Alexander De Croo
Belgium Deputy Prime Minister, Minister for Digital Agenda
Alexander De Croo is currently Deputy Prime Minister and Minister of Development Cooperation, Digital Agenda, Post and Telecom in the Belgian Federal Cabinet. From 2012 to 2014, he was Deputy Prime Minister and Minister of Pensions. Before taking the office of Deputy Prime Minister, Alexander De Croo was Party Chairman of Open Vld, the Flemish liberal‐democrats.
In 2010, he was elected Senator, scoring third in the popular vote in Flanders. In 2015, he was selected as Young Global Leader by the World Economic Forum (WEF). He is also member of the Global Agenda Council on Europa at the WEF.
Prior to politics, Alexander De Croo was an active entrepreneur in the field of intellectual property rights. He started his professional career as a business consultant for The Boston Consulting Group. Alexander De Croo holds a degree in Business Engineering from the Free University of Brussels and an MBA from Kellogg School of Management (Northwestern University, Chicago).
Rodrigo Ballester
Member of Cabinet, Cabinet of Commissioner Tibor Navracsics, European Commission
Rodrigo Ballester is a law graduate (San Pablo University, Madrid) and holds a Master in European Law (LL.M) from the College of Europe (2002). He started his career as an academic assistant in the College of Europe for two years before moving into the private practice as a lawyer in the American law firm Lathan and Watkins. He then moved to the European Parliament where he worked as an adviser for the Spanish Delegation of the European People’s Party (Partido Popular). In 2008, he joined the European Commission, first in DG Justice, and as from 2011, in DG Home Affairs where he was in charge of the external dimension of the EU’s migration policy in Morocco and Sub Saharan Africa.

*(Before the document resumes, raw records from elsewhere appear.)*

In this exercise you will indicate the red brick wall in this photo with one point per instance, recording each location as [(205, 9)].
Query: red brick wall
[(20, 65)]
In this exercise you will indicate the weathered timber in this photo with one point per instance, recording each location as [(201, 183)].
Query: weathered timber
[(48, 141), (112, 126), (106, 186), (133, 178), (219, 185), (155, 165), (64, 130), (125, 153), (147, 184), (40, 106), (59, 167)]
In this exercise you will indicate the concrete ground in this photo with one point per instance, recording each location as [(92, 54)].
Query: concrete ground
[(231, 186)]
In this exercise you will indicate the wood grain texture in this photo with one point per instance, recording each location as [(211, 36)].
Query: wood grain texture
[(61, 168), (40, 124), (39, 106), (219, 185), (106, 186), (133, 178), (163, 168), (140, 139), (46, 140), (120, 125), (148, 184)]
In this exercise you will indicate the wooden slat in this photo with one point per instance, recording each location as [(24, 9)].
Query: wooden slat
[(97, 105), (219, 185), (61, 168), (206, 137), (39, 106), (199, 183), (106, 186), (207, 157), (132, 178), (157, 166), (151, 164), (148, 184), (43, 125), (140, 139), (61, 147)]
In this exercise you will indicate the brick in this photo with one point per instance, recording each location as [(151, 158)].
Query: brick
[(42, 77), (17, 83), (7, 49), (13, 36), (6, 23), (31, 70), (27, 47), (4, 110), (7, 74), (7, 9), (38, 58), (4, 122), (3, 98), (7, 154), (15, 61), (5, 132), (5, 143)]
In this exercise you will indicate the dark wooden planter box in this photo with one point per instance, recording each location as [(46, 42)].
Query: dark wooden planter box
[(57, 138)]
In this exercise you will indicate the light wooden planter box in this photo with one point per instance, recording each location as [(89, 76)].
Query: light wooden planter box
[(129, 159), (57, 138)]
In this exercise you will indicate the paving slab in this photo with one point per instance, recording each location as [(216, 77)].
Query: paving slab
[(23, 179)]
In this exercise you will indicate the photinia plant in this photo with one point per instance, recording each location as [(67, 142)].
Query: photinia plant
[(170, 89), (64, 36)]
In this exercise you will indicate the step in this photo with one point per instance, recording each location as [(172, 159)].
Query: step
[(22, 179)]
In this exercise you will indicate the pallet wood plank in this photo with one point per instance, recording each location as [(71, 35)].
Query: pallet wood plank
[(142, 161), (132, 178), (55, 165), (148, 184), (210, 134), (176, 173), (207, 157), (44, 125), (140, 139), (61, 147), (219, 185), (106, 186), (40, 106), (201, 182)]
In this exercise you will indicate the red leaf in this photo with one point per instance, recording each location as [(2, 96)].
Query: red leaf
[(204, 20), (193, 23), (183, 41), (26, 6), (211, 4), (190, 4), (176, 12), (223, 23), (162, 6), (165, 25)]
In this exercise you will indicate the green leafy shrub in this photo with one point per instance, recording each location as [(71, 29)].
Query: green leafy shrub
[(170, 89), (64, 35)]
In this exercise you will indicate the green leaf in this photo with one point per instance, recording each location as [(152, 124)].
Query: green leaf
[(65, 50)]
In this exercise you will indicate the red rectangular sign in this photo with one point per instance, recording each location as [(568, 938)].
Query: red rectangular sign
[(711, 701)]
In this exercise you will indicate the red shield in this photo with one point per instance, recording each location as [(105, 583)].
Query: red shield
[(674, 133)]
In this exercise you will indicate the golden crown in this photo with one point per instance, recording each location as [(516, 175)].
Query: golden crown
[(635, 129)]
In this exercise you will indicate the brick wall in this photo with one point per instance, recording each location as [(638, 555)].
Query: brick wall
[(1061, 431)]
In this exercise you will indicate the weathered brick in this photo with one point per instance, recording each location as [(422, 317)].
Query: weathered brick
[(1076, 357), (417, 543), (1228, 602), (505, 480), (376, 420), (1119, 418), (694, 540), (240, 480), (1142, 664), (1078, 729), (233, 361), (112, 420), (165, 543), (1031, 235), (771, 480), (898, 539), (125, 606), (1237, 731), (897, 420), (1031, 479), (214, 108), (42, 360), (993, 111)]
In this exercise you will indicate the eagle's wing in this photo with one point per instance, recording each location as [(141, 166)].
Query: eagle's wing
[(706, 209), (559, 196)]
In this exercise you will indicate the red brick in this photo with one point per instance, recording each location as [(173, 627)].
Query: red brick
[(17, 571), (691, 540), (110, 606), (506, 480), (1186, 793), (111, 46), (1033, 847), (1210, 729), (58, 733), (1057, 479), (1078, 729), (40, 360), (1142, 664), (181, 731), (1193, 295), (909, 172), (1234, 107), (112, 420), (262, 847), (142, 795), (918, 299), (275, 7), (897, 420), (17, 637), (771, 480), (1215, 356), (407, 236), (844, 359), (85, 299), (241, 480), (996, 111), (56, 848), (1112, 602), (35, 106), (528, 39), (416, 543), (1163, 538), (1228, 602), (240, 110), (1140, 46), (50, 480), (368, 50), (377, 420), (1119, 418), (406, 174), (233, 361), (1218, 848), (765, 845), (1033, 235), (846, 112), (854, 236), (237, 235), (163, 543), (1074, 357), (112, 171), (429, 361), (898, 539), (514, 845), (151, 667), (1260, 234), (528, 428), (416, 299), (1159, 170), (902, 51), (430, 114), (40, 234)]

He is now a member of the Cabinet of Commissioner Naracsics. He is in charge of education and follows among other issues the Europe 2020 strategy and the Education and Training 2020 Framework, the Skills Agenda (including entrepreneurship) and the role of education in tackling radicalisation.
He is an invited professor in the Institut d’Etudes Politiques de Paris. Married, two children.
Saskia Van Uffelen
CEO Ericsson BeLux, Digital Champion for Belgium
Saskia Van Uffelen has been working in the sector of information and communication technology (ICT) for over 25 years. She has held national and international sales and marketing functions in leading companies such as Xerox, Compaq, HP, Arinso, Bull and CSB Consulting . In may 2014, she was appointed as CEO Belgium and Luxemburg of Ericsson bringing her through the Telecom offer in the heart of the Networked Society.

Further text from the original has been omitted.